Don Asolan: «A Roma parrocchie stanche e con pochi giovani»

Il sacerdote ha sintetizzato a Papa Francesco i risultati del cammino compiuto durante la Quaresima dalle comunità di Roma: «eccessivo numero di iniziative pastorali, non organicamente pensate, molto frammentate»

Crisi identitaria, un «approccio semplicistico alla complessità nella quale siamo immersi», la parrocchia che «diventa un’azienda di servizi» moltiplicando le attività «senza una corrispondente crescita spirituale». E ancora, questo «chiudersi o limitarsi alle attività provoca stanchezza e aridità», riducendo il parroco «a manager, mero esecutore di piani pastorali». Don Paolo Asolan, professore al Pontificio Istituto pastorale “Redemptoris Hominis” della Pontificia Università Lateranense, ha presentato così al Papa, lunedì 14 maggio, alcune delle malattie spirituali della Chiesa di Roma. A San Giovanni, la prima parte dell’incontro tra Francesco e la sua diocesi si è aperto con una sintesi del cammino compiuto durante la quaresima dalle parrocchie.

La riflessione è stata incentrata, dietro richiesta del vicario Angelo De Donatis, su alcune malattie spirituali che il Papa elenca nell’Evangelii Gaudium: l’economia dell’esclusione, l’accidia egoista, l’individualismo comodo, la guerra tra noi, il pessimismo sterile, la mondanità spirituale.

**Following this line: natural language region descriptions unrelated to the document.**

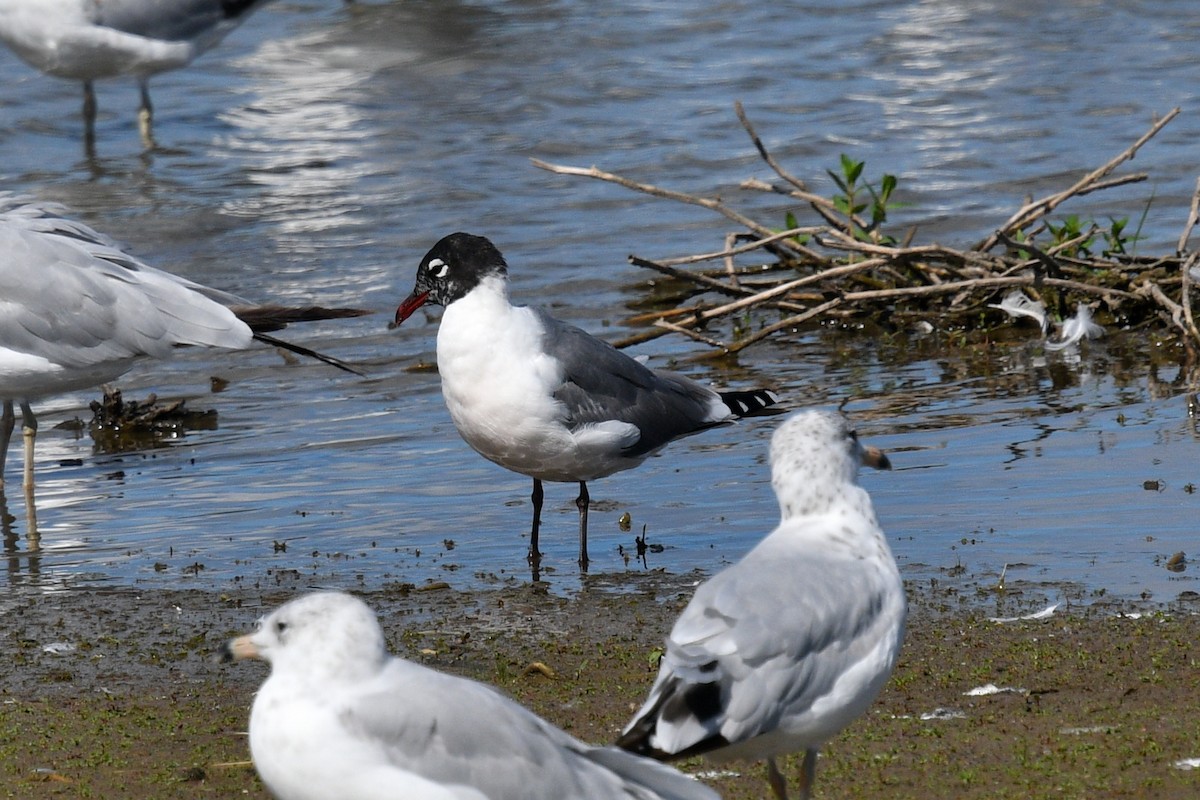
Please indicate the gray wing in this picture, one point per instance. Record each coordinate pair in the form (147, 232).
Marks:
(174, 20)
(459, 732)
(760, 642)
(70, 295)
(600, 384)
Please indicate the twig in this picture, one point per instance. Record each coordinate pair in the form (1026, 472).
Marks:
(691, 334)
(822, 205)
(679, 197)
(1193, 217)
(791, 322)
(757, 244)
(1037, 209)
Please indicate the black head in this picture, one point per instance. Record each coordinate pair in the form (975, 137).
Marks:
(451, 269)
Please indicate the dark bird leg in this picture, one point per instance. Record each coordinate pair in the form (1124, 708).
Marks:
(89, 118)
(7, 422)
(29, 431)
(537, 497)
(777, 781)
(582, 505)
(808, 773)
(145, 118)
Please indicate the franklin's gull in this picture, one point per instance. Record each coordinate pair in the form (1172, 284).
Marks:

La «crescita a dismisura del soggetto», per cui «stentiamo a vivere come persone in relazione», l’altra malattia citata da Asolan, che ha fatto presente come nelle parrocchie capita di trovare un «eccessivo senso di appartenenza alla propria comunità» che, tra le sue conseguenze, produce «una mancanza di comunione preoccupante».

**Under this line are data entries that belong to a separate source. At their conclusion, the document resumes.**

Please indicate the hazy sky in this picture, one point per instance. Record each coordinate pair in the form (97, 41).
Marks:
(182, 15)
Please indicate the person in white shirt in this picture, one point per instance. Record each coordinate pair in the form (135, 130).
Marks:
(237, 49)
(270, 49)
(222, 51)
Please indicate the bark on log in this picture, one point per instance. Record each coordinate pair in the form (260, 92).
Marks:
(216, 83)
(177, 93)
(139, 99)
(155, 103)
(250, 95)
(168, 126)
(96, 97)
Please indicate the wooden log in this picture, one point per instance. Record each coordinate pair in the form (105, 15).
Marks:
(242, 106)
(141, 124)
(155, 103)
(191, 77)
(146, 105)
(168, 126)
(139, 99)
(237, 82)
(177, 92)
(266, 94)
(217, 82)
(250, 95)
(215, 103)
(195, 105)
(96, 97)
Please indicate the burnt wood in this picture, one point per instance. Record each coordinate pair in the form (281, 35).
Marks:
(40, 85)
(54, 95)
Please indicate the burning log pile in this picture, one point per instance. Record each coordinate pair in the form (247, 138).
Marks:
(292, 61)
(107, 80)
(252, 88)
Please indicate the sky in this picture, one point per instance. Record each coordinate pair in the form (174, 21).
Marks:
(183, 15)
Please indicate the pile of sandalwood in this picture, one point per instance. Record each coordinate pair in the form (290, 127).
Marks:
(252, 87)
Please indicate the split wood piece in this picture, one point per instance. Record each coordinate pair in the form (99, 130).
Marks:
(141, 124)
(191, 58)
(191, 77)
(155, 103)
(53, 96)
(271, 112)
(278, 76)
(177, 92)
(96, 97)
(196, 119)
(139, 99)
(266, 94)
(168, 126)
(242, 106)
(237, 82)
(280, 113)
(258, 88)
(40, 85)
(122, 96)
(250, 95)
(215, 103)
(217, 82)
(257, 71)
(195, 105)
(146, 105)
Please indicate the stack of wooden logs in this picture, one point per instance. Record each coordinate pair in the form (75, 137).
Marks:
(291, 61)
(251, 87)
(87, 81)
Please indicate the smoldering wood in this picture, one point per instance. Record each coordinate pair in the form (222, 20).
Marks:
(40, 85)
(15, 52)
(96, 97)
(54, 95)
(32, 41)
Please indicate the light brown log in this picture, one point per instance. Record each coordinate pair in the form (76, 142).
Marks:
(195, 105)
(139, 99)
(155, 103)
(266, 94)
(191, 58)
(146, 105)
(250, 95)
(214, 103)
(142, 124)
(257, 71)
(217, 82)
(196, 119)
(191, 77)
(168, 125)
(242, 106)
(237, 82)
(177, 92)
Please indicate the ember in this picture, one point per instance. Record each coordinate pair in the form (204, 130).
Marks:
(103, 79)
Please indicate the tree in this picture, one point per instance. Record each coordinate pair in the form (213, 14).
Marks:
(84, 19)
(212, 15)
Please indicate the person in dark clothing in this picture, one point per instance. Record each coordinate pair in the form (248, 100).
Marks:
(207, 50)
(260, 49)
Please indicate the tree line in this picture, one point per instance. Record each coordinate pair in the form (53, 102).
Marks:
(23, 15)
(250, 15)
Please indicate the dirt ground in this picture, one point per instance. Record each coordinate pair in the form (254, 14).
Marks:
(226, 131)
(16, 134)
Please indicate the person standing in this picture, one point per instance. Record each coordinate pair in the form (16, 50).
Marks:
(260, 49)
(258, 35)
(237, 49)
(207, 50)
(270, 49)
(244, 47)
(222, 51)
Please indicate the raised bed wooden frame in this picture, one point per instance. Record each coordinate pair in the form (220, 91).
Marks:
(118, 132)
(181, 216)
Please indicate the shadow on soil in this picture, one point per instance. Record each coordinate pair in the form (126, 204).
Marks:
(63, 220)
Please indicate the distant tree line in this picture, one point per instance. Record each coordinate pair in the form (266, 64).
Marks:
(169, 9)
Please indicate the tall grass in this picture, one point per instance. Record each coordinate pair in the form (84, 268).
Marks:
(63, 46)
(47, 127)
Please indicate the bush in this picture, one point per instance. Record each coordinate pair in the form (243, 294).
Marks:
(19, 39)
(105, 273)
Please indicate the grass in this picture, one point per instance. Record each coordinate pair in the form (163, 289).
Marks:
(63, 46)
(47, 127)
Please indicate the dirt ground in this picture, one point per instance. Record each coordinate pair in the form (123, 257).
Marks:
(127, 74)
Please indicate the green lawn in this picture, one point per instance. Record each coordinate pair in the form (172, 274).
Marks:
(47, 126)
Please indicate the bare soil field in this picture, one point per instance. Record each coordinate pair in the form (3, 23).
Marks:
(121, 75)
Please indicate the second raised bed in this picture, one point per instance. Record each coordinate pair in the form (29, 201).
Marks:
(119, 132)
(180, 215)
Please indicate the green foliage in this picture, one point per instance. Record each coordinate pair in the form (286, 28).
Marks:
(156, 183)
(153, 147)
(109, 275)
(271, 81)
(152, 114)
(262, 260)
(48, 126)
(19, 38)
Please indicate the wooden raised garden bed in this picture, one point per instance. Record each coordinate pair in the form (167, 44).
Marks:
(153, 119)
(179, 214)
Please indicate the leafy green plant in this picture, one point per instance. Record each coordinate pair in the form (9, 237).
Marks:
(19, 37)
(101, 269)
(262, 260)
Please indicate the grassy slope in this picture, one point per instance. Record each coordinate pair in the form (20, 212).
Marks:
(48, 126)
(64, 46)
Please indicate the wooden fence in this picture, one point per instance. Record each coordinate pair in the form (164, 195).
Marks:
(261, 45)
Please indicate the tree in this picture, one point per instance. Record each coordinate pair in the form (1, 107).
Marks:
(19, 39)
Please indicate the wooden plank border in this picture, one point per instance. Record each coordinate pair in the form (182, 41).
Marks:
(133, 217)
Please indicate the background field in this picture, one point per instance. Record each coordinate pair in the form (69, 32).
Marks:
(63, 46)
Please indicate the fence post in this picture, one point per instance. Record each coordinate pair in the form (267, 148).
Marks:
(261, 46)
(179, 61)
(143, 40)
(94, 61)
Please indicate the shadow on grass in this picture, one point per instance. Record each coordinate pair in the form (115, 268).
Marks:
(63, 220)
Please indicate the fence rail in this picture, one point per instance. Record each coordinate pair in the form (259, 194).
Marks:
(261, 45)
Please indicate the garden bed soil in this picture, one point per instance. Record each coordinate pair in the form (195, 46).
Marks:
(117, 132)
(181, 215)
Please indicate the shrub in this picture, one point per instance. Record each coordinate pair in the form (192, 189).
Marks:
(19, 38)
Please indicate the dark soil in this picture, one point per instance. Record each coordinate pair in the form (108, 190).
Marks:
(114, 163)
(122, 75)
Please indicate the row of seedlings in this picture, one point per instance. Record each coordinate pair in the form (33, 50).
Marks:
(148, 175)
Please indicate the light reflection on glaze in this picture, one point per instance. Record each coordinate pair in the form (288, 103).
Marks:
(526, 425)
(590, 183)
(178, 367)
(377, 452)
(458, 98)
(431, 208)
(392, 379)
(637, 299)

Delineando una sintesi delle relazioni pervenute dalle prefetture, don Asolan ha sottolineato come nella diocesi di Roma ci sia un «eccessivo numero di iniziative pastorali, non organicamente pensate, molto frammentate», grazie alle quali si passa «da un incontro all’altro, da una proposta all’altra senza esserne coinvolti». C’è poi «il problema della schiavitù del tempo vissuto come tiranno, che non consente altro che una vita alienata», resa più complessa anche dall’immersione nei nuovi media, «che rendono annuncio verbale del Vangelo e la relazione faccia a faccia qualcosa di non più scontato». La formazione in diocesi, ha detto inoltre Asolan, è spesso pensata «come ripetizione della propria esperienza, magari consegnata ai più giovani tale e quale come la si era vissuta, senza conoscenza dei bisogni e del contesto».

Si sente «l’esigenza di obiettivi comuni,
che ci facciano camminare insieme – ha specificato il sacerdote -. Manca una prospettiva diocesana che faccia unità. Questo servizio dovrebbe porsi in termini sussidiari e non sostituivi o concorrenziali con le attività e i servizi che già svolgono le parrocchie». Ancora, tra le cose che mancano: «un ricambio di responsabili delle attività; i poveri come parte della comunità e non solo come destinatari dei servizi caritativi; mancano i rapporti con l’Amministrazione circa i problemi cittadini che ci si trova a dover affrontare». Siamo un popolo – ha concluso Asolan – e «invece ci comportiamo come un club privato».